Novell introduced NDS with NetWare 4.0 in 1993, and is still being shipped 21years later as part of Open Enterprise Server.

For those of you who've never run into it, NDS (Novell Directory Services, currently marketed as eDirectory) is currently a distributed LDAP database that also provides non-LDAP interfaces for interacting with the object store. It can scale up to very silly object counts and due to Novell's long experience with distributed database management does so with a minimum of object corruption. It just works (albeit on a proprietary system).

It didn't start off as an LDAP datastore, though. No, it began life in 1993 as the authentication database behind NetWare and had a few very revolutionary features versus what was available on the market at the time:

  • It allowed multiple servers to use the same authentication database, so you didn't have to have an account on each server if users needed to access more than one of them. This was the biggest selling point, and seems pretty basic right now.
    • NIS/NIS+ already did this and predates NDS, but was a UNIX-only system not useful for non-UNIX offices.
  • It ran the database on multiple nodes, which made it a replicated database.
  • It partitioned the database to provide improved database locality, which made it a sharded database.
  • It allowed write operations on more than one replica per shard, which made it a distributed database.
  • It had eventual convergence built into it.
  • It had robust authentication features, which I'll get into in a later post.

NDS was a replicated, distributed, sharded database with eventual convergence that was written in 1993. MongoDB can do three of those (replicated, sharded, eventual consistency, but can distribute reads if needed), Cassandra does all four.
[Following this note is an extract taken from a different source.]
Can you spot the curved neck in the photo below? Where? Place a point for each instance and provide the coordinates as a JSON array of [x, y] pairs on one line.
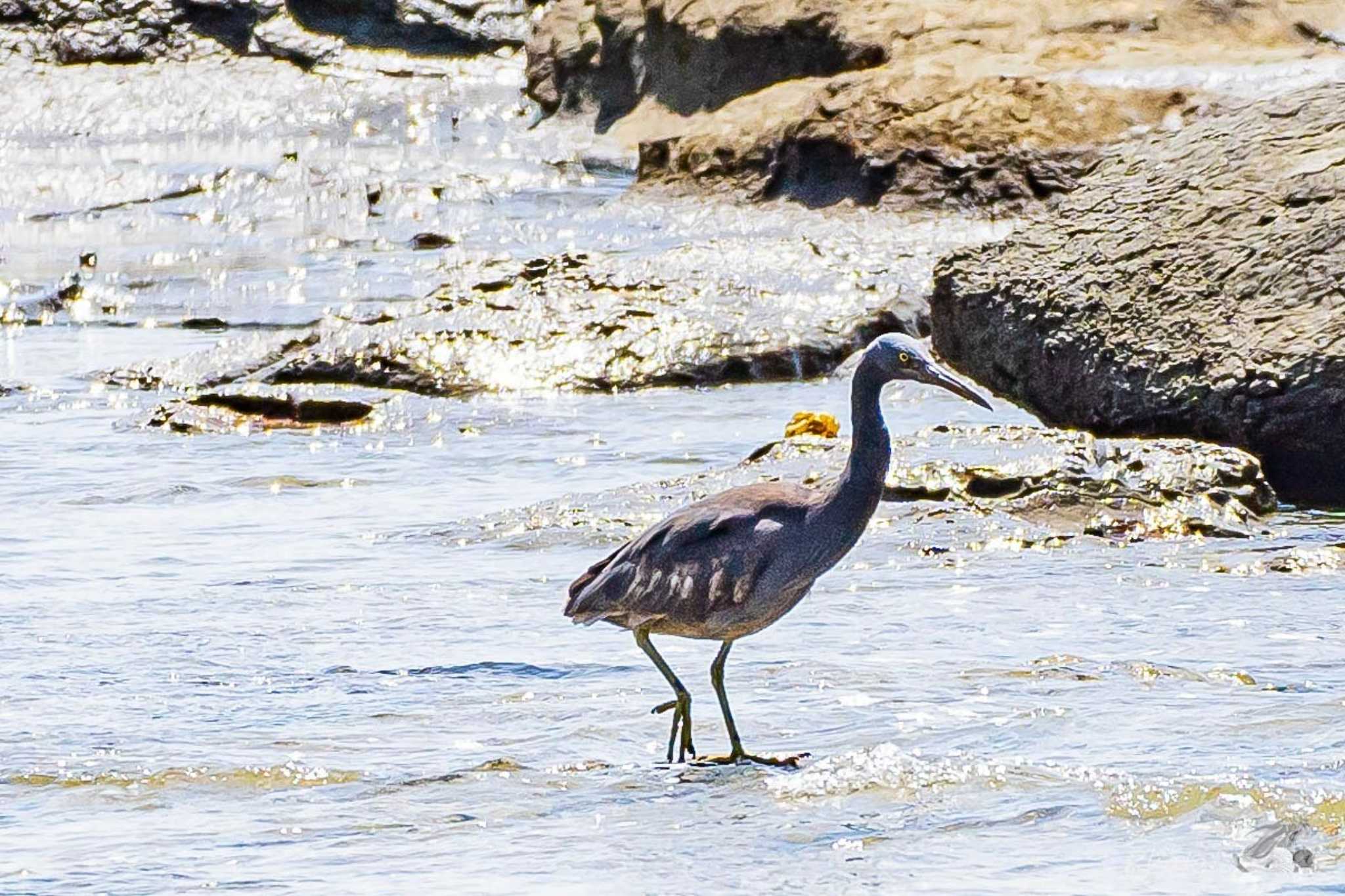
[[860, 488]]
This is a solvable problem but it's a rather complex one as Novell found out.

Consider the state of networking in 1993.

  • 10Mbps Ethernet was high-speed, and was probably hubbed even in the "datacenter".
  • Any enterprise of any size had very slow WAN links connecting small offices to central, so you had high latency links.
  • 16Mbps token-ring was still in frequent enough use NetWare had to support it.
    • Since TR was faster than Ethernet, it was frequently deployed in the datacenter, which necessitated TR to Ethernet bridges.
    • TR was often the edge network as well.
  • The tech industry hadn't yet converged on a single Ethernet Layer 2 framing protocol, so anything talking to Ethernet had to be able to handle up to 4 different framing standards (to the best of my limited knowledge, Cisco gear stillcan be configured to use any of the three losers of that contest, even though none of them has been in common usage for a long time).
  • TCP/IP was not the only data standard, NetWare used its very own IPX protocol which is not an IP protocol (more on that in a later post).
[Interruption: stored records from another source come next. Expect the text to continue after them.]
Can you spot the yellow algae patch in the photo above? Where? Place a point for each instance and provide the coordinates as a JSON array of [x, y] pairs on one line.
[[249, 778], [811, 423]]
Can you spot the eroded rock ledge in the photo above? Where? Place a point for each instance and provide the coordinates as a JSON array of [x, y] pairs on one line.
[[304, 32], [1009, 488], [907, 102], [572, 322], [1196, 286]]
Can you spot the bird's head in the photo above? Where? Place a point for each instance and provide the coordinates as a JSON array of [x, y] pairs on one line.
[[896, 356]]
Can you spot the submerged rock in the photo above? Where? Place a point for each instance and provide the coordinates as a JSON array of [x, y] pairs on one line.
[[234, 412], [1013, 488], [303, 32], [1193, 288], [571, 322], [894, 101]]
Can you imagine trying to run something like Cassandra on 10Mbps links with some nodes on the other side of links with pings approaching 1000ms? It can certainly be done, but it sure as heck magnifies any problems in the convergence protocol.
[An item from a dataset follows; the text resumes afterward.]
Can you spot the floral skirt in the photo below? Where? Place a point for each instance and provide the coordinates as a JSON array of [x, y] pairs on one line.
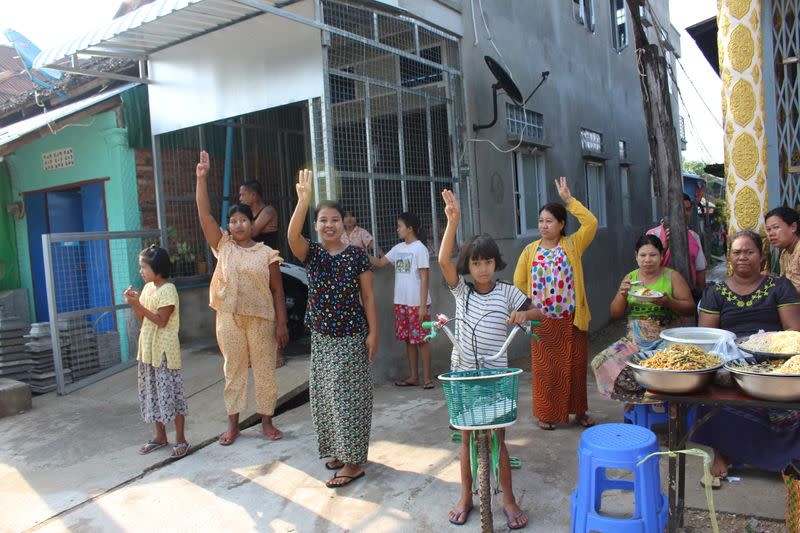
[[340, 389], [161, 396]]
Novel learned that too. Early versions of NDS were prone to corruption, very prone. Real world networking conditions were so very unlike the assumed conditions the developers engineered in that it was only after NDS hit production that they truly appreciated the full array of situations it had to support. From memory, it was only after NDS version 6 released on or about NetWare 4.11 service-pack 3 that it really became stable. That took Novell over 4 years to get right.

Corruption bugs continued in NDS even into the modern era since that's a very hard problem to stomp. The edge cases surrounding a node disappearing, and reappearing with old/new/changed data and how convergence happens gets very nuanced, very quickly. The open-source distributed database projects are dealing with that right now.

For all that it was a strong backing database for very large authentication and identity databases, NDS/eDirectory was never designed to be highly transactional. It's an LDAP database, and you use it where you'd use an LDAP database.